The difference normalized burn ration (dNBR), calculated by subtracting the post-fire raster data from the pre-fire raster as in Equation (3), was used to perform the burn severity level classification as proposed by the United States Geological Survey (USGS) [46,47], enabling an understanding not only the severity of the burned areas, but also of unburned areas within the study region. Pre- and post-fire NBRs were the NBR of a date before and after the fire disturbance, respectively. In burned areas, the NBR showed higher values before the fire and lower values after the fire. The dNBR was the difference between the NBRs of both epochs: positive values represented areas with a higher fire severity, while values close to or lower than zero represented unburned areas and/or vegetation regrowth. For each classified severity level, the mean NDVI value was calculated per analyzed month.

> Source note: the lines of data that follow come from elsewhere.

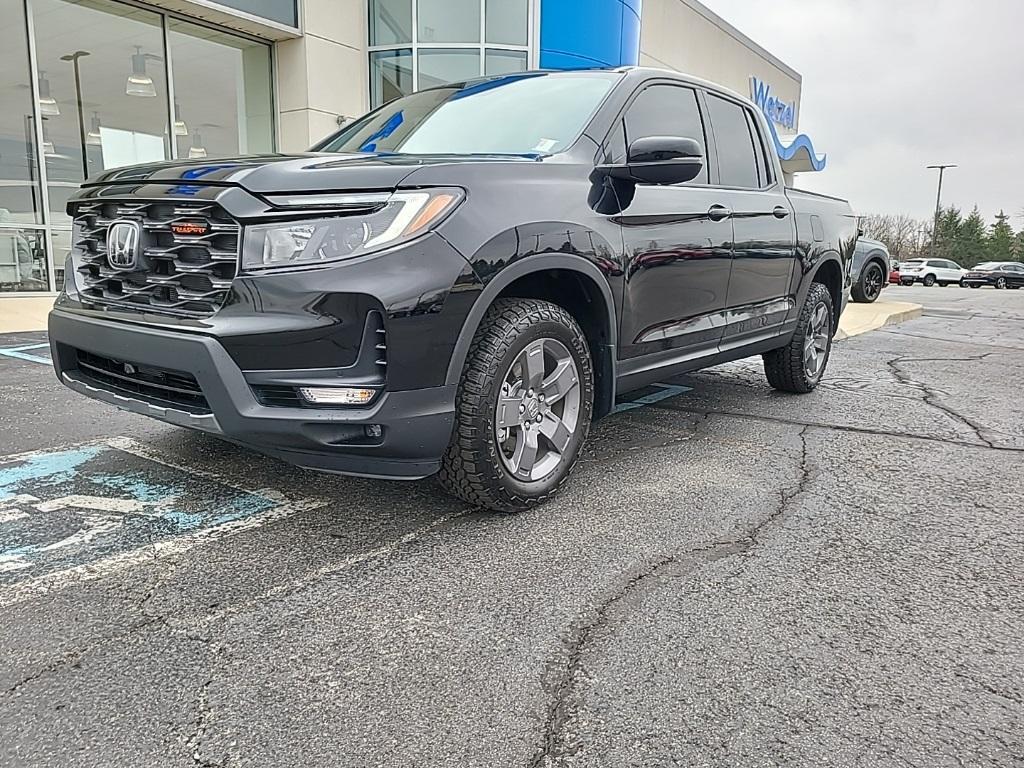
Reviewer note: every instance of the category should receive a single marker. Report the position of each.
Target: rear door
(678, 240)
(764, 263)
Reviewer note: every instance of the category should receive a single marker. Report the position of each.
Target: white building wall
(324, 74)
(685, 36)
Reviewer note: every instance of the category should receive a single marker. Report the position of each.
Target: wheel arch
(601, 334)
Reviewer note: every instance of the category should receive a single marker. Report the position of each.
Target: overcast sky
(891, 86)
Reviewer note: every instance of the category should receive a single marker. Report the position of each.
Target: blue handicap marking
(25, 353)
(64, 509)
(664, 391)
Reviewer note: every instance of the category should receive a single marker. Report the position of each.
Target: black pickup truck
(459, 282)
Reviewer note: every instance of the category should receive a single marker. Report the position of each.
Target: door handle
(719, 213)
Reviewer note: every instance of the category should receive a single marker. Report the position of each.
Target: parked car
(996, 273)
(931, 271)
(869, 271)
(459, 282)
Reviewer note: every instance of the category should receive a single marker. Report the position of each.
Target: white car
(930, 271)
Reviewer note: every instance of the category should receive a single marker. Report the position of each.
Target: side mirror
(658, 160)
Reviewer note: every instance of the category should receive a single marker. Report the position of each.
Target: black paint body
(660, 282)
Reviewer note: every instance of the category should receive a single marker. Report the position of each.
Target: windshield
(532, 114)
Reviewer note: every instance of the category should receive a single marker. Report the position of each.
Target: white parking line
(100, 519)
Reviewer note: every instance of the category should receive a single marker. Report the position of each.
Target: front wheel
(868, 288)
(523, 407)
(800, 365)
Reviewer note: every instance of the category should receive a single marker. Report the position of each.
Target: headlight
(383, 220)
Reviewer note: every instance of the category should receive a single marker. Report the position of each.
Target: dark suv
(461, 281)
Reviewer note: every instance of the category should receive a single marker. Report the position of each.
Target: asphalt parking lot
(733, 578)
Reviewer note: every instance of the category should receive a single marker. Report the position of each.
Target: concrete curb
(860, 318)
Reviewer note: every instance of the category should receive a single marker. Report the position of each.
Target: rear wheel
(868, 288)
(523, 407)
(800, 365)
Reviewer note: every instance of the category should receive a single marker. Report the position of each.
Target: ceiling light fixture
(47, 104)
(197, 151)
(139, 82)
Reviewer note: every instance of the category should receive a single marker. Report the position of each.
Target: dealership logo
(190, 228)
(122, 245)
(779, 112)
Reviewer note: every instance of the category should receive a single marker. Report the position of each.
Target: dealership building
(95, 84)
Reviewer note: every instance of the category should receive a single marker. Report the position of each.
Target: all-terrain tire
(868, 287)
(472, 468)
(784, 368)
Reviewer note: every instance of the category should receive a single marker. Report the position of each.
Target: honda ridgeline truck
(460, 282)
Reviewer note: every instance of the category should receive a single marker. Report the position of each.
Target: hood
(307, 172)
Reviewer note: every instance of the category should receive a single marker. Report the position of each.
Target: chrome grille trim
(179, 274)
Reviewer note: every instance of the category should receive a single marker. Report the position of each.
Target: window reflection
(229, 114)
(103, 66)
(19, 193)
(23, 259)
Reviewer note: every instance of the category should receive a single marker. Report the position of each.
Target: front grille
(159, 385)
(184, 273)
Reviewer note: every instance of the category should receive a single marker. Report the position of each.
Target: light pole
(938, 203)
(73, 57)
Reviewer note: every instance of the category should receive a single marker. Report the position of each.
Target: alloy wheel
(816, 341)
(538, 410)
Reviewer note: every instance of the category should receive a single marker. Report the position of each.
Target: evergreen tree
(950, 222)
(999, 246)
(970, 245)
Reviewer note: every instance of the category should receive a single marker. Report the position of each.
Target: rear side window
(737, 161)
(668, 111)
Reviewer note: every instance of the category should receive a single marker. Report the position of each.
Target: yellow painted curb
(859, 318)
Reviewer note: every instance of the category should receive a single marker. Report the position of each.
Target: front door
(764, 264)
(677, 242)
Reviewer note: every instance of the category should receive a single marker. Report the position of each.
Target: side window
(737, 163)
(667, 111)
(764, 164)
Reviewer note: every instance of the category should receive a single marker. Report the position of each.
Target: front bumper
(415, 424)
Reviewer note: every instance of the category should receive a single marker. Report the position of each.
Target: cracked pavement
(733, 578)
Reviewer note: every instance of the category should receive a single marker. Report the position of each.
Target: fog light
(337, 395)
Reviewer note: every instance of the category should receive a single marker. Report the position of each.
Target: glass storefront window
(449, 22)
(507, 23)
(390, 75)
(103, 65)
(504, 61)
(103, 101)
(23, 259)
(417, 44)
(20, 201)
(230, 114)
(440, 66)
(390, 22)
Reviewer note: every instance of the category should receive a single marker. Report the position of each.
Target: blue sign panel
(598, 33)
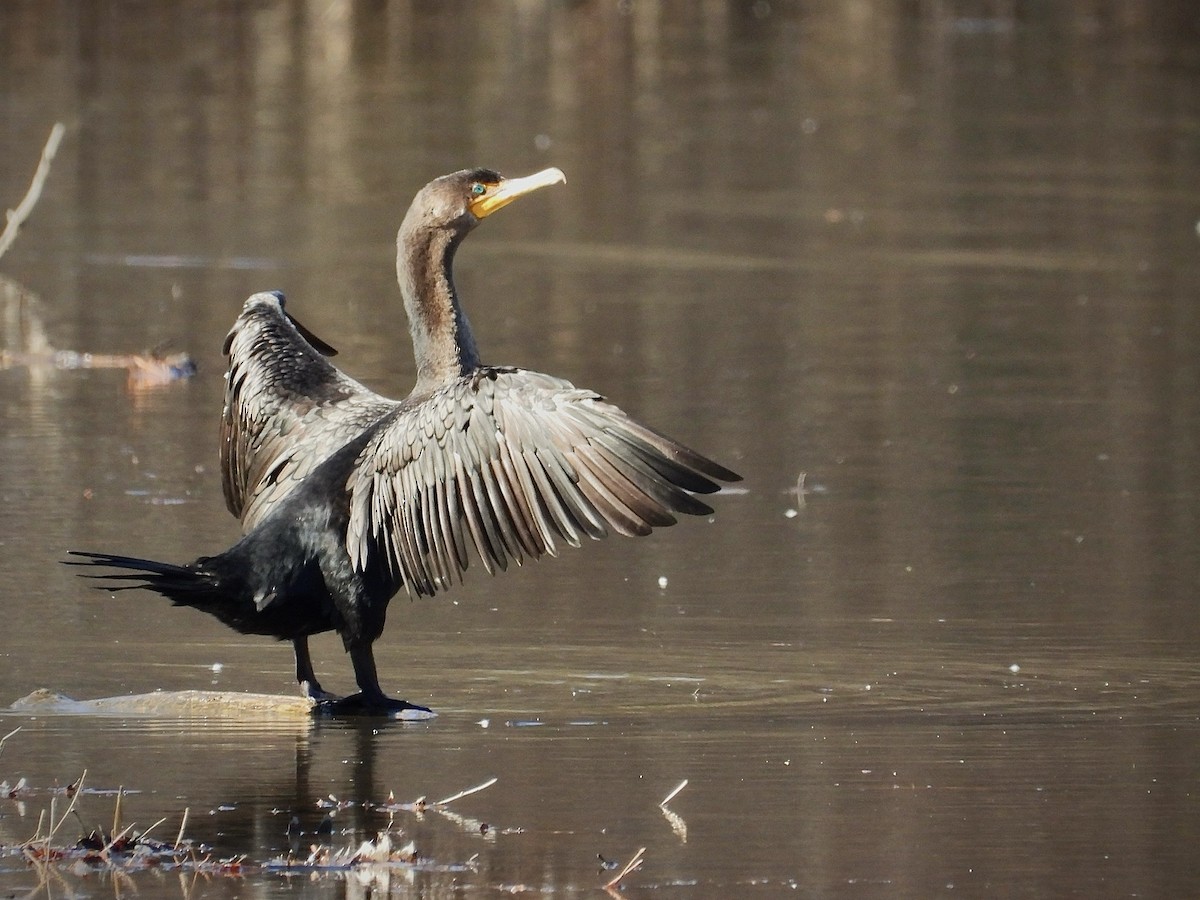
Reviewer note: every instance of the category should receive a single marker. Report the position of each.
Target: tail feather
(186, 585)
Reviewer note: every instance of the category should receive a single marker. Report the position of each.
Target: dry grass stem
(17, 216)
(183, 825)
(631, 865)
(9, 736)
(57, 825)
(673, 793)
(469, 791)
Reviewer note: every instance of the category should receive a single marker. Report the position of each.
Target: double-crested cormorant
(346, 496)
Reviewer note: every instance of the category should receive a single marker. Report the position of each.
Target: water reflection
(940, 257)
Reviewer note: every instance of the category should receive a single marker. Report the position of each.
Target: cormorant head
(461, 199)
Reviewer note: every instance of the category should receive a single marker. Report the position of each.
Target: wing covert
(286, 407)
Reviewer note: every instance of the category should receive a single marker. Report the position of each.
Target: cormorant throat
(443, 343)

The mean NDVI value was also estimated for the whole burned area.
dNBR = PrefireNBR PostfireNBR
To evaluate the post-fire recovery, a similar analysis was performed using the difference NDVI (dNDVI) by subtracting the NDVI of first post-fire (September 2017) from the NDVI values from each analyzed month from 2018 and 2019. This way, positive values represented an increase in the NDVI and, consequently, a potential recovery zone, while the inverse was true for values close to or less than zero.
The data analysis was carried in the opensource geographical information system (GIS) QGIS (version 3.4.12-Madeira) and functions from the Geographic Resources Analysis Support System (GRASS GIS) [48] and from the System for Automated Geoscientific Analyses (SAGA GIS) [49] were also used.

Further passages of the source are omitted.